The GU curriculum began modestly with four dedicated agribusiness courses included in the rigorous business curriculum. GU produced 10 agribusiness graduates in the first 4 years of the 4-year program. In year three, the agribusiness recruiter took a different position out of state and the agribusiness recruiter position was not filled. In year four, COVID hit. That was a shock that disrupted all of education. Unexpectedly that difficult pandemic crisis created a challenging, but beneficial program development of the Greenville University online agribusiness program.
This shift to both a residential, on campus curriculum and an online curriculum, brought consistency and discipline to both programs. Great lessons learned include:
- The original four, 16-week agribusiness classes, in hindsight, were overloaded in material (too much), in an effort to create graduates fluent in agriculture (in just 4 classes).
- The online classes were only 8-weeks long. The agribusiness classes increased from 4 courses to 7 courses.
- The online classes also defined the core baseline curriculum for each of the seven agribusiness classes. In the residential, on campus classrooms, there was room for additional excursions in each topic.
- While I was teaching at GU, the director of the agribusiness program also taught the analytical business and economics courses in the business school.
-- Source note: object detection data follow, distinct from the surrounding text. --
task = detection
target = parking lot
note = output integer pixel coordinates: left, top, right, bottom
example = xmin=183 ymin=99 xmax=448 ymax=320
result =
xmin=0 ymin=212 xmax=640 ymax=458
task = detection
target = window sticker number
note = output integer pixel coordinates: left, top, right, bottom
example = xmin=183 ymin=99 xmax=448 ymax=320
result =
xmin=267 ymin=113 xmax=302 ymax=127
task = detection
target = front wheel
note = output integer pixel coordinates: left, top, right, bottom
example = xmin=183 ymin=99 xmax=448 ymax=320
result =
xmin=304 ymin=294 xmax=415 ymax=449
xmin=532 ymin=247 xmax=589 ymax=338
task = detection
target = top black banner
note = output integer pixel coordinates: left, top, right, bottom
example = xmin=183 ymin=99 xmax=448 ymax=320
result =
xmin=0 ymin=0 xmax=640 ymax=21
So the two semesters of economics and operations management contained ample agricultural examples and illustrations. The economics textbook was not an agricultural economics textbook, but the GU agribusiness students learned everything a student in an agricultural economics class would learn by the time they graduated. Even though there was no ag econ course in the curriculum. It spurred interesting questions about what an ag econ textbook looked like compared to an econ textbook taught by an ag economist?
Of the 35 GU agribusiness graduates in the first 10 years, 35 individuals could think critically, developed business management skills and were fluent in thinking, speaking, and writing the language of agriculture. Compared to the pool of all US graduates with BS in agribusiness, the GU agribusiness graduates were above average.
For reasons that are beyond the success of the agribusiness program, Greenville University has moved to a single business major with areas of concentration in management, accounting, agribusiness, and marketing. The first decade of operating a complete standalone agribusiness program have equipped them well for operating an agribusiness concentration well.
All of the Greenville University agribusiness graduates have been successful, though not all have continued to work in agriculture. The real success of the GU agribusiness program was the energy that the students brought to the classroom.
As the 2026 GU agribusiness graduates received their diplomas last weekend, it was gratifying to be help guide 35 young agricultural professionals for a minute early in their journey, as they sat through their coursework. In a small way, I have trained up nearly 3 dozen leaders and agricultural ruckus makers to fix the things my generation couldn’t quite straighten out.